It really bums me out that I keep seeing blog posts from technical people like "putting aside the obvious moral and ethical implications of LLMs, I'm interested in evaluating whether they can be useful for my work."

Like "putting aside the obvious moral and ethical concerns of breaking into my neighbours' houses, I'm interested in evaluating whether this can be useful for acquiring other people's valuables."

My dude, if there are obvious moral and ethical implications, how are you able to "put them aside" so easily? I just don't get it

@Joshsharp It's simple, they said that to forestall a tiresome lecture.

For training coding AIs, anything with a liberal license is on board with it according to the license.
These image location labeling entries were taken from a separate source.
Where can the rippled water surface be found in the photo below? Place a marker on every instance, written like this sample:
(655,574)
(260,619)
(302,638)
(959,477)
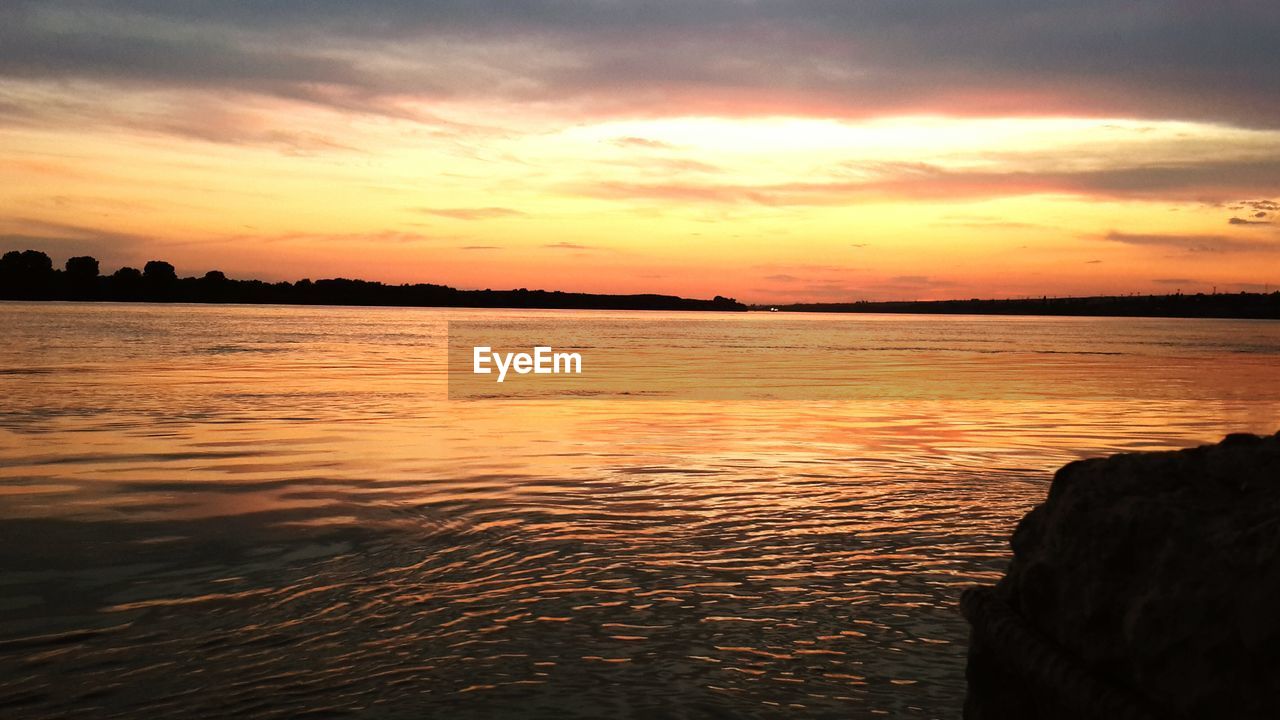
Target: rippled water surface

At least as far as that goes (most of github's contents...) there aren't any "moral and ethical implications".

@hopeless you're quite wrong: all free software licenses at the very least require retaining attribution.

and of course you chose ignoring all other extractive aspects of building the large commercial models.

@mawhrin

I am not required (by copyright law rather than the license...) to attribute squat if I read, eg, MIT code and use the ideas I saw in there to write something different. Just like there's no attribution for container_of in the Linux kernel despite the idea came from elsewhere.

> and of course you chose ignoring all other extractive aspects of building the large commercial models.

Is there something specific you have in mind from this handwaving dark muttering I should care about?

@hopeless if you copy the code verbatim, as the coding llms are frequently wont to do, you need to attribute the author in order to comply with the licence.

and copyright and free software license washing destroys the commons people built for decades.

as to your other question, yes, obviously.

but also i'm not going to participate in your sealioning exercise any longer that i need.

have an adequate remainder of your life now.